On comprend que ces talents particuliers soient généreusement rémunérés. Mais jusqu’où ?

Comment expliquer des niveaux sidérants comme ceux atteints notamment dans le monde de l’automobile ? Le quasi doublement de la rémunération de Carlos Tavares, président du Directoire de Peugeot Citroën, fait beaucoup parler, et cela se comprend : 5,2 millions d’euros en 2015 contre 2,7 millions en 2014 ! Après tout, pourquoi pas, s’il s’agit de rémunérer le redressement de l’entreprise. D’autant qu’une prime de 2.000 euros en moyenne a été versée à chaque salarié.

Pourtant on est en droit de se demander où se trouve la justification d’un tel écart. La compétence du dirigeant ne fait pas de doute, mais 8.000 suppressions de postes tout de même chez PSA !

Il est vrai que du côté de Renault-Nissan, la même question se pose avec un salaire de dirigeant qui, lui, atteint les 15 millions ! (Voir Libération du 24 mars 2016)

On comprend aisément la réflexion de Fabienne Gâche, déléguée CGT chez Renault : « Ceux qui expliquent aux autres qu’il faut qu’ils se serrent la ceinture ne manquent pas de s’attribuer des salaires extravagants et qui coûtent de plus en plus cher à l’entreprise.»
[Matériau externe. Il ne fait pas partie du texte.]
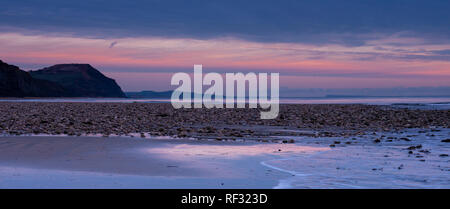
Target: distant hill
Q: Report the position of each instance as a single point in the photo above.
(81, 80)
(64, 80)
(150, 94)
(15, 82)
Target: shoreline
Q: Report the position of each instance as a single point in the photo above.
(161, 119)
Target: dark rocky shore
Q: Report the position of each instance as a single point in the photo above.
(17, 118)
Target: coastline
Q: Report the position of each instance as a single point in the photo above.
(151, 145)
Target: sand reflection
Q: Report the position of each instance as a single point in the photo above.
(182, 151)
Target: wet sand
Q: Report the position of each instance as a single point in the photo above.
(413, 158)
(124, 162)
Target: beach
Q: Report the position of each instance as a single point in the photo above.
(152, 145)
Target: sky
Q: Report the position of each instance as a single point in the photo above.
(312, 44)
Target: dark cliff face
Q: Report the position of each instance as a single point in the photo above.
(81, 80)
(18, 83)
(65, 80)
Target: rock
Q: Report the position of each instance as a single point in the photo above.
(81, 80)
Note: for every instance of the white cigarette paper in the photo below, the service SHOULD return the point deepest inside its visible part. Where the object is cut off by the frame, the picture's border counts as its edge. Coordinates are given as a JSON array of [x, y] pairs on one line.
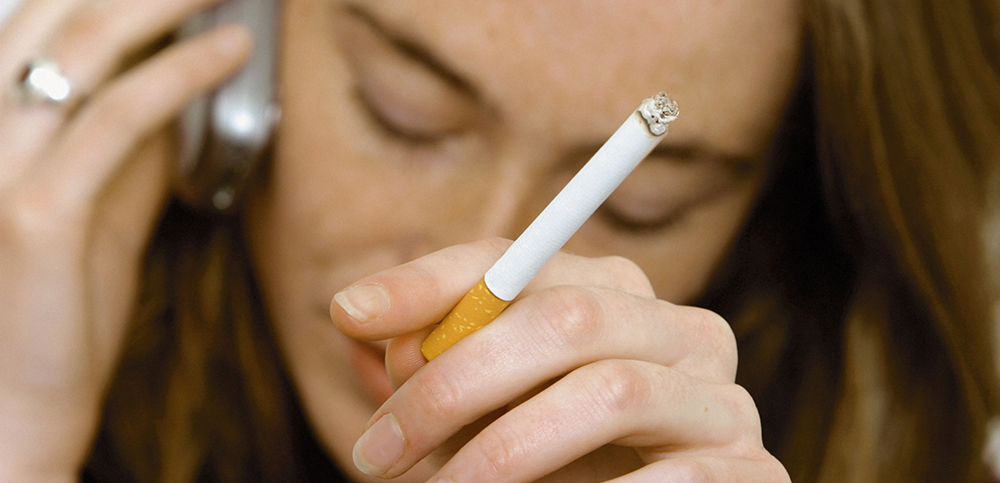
[[595, 182], [581, 197]]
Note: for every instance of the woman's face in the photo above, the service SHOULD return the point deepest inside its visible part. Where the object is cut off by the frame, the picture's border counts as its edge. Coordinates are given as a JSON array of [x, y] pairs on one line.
[[410, 126]]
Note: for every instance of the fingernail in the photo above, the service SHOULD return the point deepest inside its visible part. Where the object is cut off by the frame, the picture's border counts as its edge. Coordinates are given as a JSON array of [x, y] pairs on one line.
[[378, 450], [364, 302]]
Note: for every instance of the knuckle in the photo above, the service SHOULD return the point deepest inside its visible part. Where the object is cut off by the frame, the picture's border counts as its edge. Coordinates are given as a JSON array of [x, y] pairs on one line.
[[619, 386], [570, 317], [442, 396], [743, 408], [718, 342], [500, 452], [687, 471], [634, 279], [115, 112]]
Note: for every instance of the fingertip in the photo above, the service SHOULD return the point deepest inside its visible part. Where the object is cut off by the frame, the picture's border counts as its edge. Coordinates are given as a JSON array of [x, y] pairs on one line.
[[403, 357]]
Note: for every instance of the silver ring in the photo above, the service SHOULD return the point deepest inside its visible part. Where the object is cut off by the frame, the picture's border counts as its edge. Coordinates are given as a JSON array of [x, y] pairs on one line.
[[42, 81]]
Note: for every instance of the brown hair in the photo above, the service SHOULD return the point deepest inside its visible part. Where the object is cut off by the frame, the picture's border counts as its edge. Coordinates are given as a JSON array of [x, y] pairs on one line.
[[887, 372], [858, 291]]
Car le résultat d’une entreprise ne dépend pas uniquement de l’excellence de sa gestion mais aussi de la qualité du travail de ses salariés. A quoi serviraient les idées et les choix d’un chef d’entreprise si le travail de ses salariés était de mauvaise qualité ? Chacun doit apporter la meilleure contribution possible. C’est à ce moment qu’on se pose la question des écarts de rémunération.

Des lecteurs penseront que l’auteur de cet article est un homme de gauche. Pas du tout. Mes idées sont plutôt de droite (encore que la division entre la gauche et la droite paraisse de plus en plus artificielle,  la vérité n’étant pas le propre de l’une et l’erreur le propre de l’autre.) Il s’agit simplement de bon sens. Ces rémunérations extrêmes dans un pays qui compte un si grand nombre de chômeurs sont mal venues et choquantes. Comme choquantes sont les folles rémunérations de certains footballeurs.

Elles conduisent à se poser une autre question : que fait-on avec une rémunération d’un tel niveau ? Où va l’argent ? Une partie en impôts, d’accord. Mais le reste ? Finance-t-on des fondations, comme le font certains des plus riches aux Etats-Unis ? Fait-on des dons importants à des organisations qui agissent en faveur des plus pauvres ? Peut-être. Et pour le reste ? Si l’on possède trois voitures, on ne va pas s’en acheter une quatrième puis une cinquième. Des montres de luxe, on n’en remplit pas ses tiroirs. Alors, à quoi cela sert-il ?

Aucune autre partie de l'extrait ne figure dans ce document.